Nenek moyang kita telah mengajarkan tentang relasi dengan Alam dalam sejarah panjang evolusi manusia bahwa Banjir dan Kekeringan adalah fenomena alam yang senantiasa datang dan pergi silih berganti. Di musim panas gejala El Nino mengancam ekosistem dan kehidupan, di musim hujan La Nina mampu memporak-poranda milieu (lingkungan) dimana manusia huni, lahir, tumbuh dan berkembang. Kedua fenomena alam ini bisa menjadi murka ketika alam tidak bersahabat, tetapi juga berkat dikala alam lagi riang. Semua bergantung manusia!

Di Amerika Serikat dan Eropa El Nino bisa memiliki efek positif peningkatan kegiatan ekonomi. Demikian juga La Nina, hubungan antara curah hujan dan produktivitas pertanian yang konsisten juga memiliki dampak terhadap kesehatan sepeti El Nino telah dikaitkan dengan efek signifikan pada polusi udara di China Timur.

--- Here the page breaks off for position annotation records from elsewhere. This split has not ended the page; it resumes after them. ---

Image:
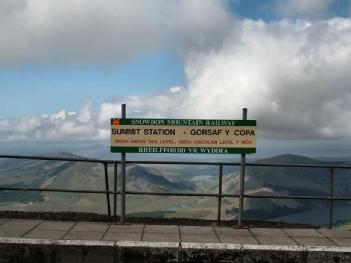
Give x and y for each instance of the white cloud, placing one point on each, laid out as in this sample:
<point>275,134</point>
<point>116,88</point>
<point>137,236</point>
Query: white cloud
<point>310,9</point>
<point>103,31</point>
<point>294,77</point>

Sebuah studi yang diterbitkan di jurnal Nature menemukan bahwa El Nino mungkin memiliki peran dalam 21 persen dari semua konflik sipil antara tahun 1950 dan 2004, dan bahwa konflik sipil baru di daerah tropis dua kali lebih mungkin timbul pada masa El Nino ketimbang La Nina.

Para peneliti menunjukkan bahwa tekanan ekonomi dari El Nino, dan juga stres akibat bencana alam yang disebabkan El Nino, dapat menekan jiwa manusia, yang terkadang bisa menyebabkan perilaku agresif.

Salah satu efek utama yang terkait dengan El Nino adalah meningkatnya potensi kebakaran di Indonesia juga seperti peristiwa legendaris, Ash Wednesday (abu di hari rabu) pada tahun 1983 dikaitkan dengan El Nino di Australia. Atau peristiwa Black Saturday (2009) terjadi di akhir sebuah La Nina (ABC News/Detik, 19/10/2017). Atau di Indonesia banjir senantiasa mengancam saat musim hujan.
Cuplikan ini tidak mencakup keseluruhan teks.